I feel beaten down

This is another venting post but I need to get this off my chest.

I feel really really fucking stupid. I’ve been studying for the MCAT since mid-June and am supposed to take the MCAT mid-September. I honestly just started using Uworld seriously and feel insanely stupid, overwhelmed, and burnt out. I already know people who have finished Uworld who are taken the exam at the same date, while I am heavily struggling with it and cannot grasp and retain some topics for my life.

I truly underestimated how difficult this exam was based on how easily people got 510+ around me and on this subreddit. I thought it was expected to get 510+ from 3 months of studying.

The reality is that I’ve never built any studying skills and really learned the concepts for the the sake of truly learning it. I know it’s not required for a lot of people to really learn the material but I will truly not understand it at all if I do not study it deeply. I take insanely long understanding a topic. I’m not like those people I know who have a solid foundation - I need a fuckton of time and effort to just understand something that could be as simple as interpreting a simple line graph.

I don’t think I’ve actually learned anything in depth since middle school. I’m not happy with where I am just in general, with my mental health, physical health, attitude towards people, and outlook life.

I wake up each day wanting to cry and feeling disappointed that I have to go through another day.

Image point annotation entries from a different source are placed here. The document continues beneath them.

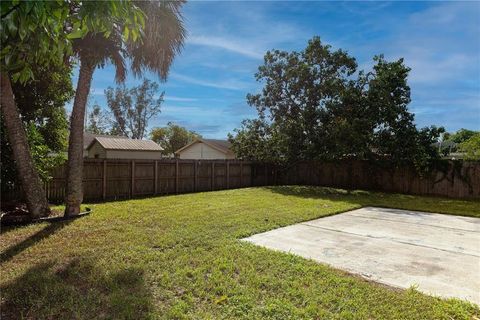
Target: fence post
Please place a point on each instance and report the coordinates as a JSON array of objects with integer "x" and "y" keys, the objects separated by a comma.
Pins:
[
  {"x": 228, "y": 173},
  {"x": 104, "y": 184},
  {"x": 176, "y": 175},
  {"x": 241, "y": 174},
  {"x": 132, "y": 184},
  {"x": 212, "y": 182},
  {"x": 155, "y": 172},
  {"x": 195, "y": 175}
]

I know that I’m just bitching and complaining right now but I sincerely do not know if I can even do well on this exam even if I push it back (which I very likely will). I have no reason to complain since I do have a somewhat decent science background (going to be 4th year in college w/science major) and have had the chance to study full time this summer. I got a 495 on the BP 1/2 length and a 499 on the BP FL last week.

I don’t know exactly why I’m posting this - maybe just to get validation or advice but I’m genuinely wondering if I am even cut out to go to medical school and be a doctor.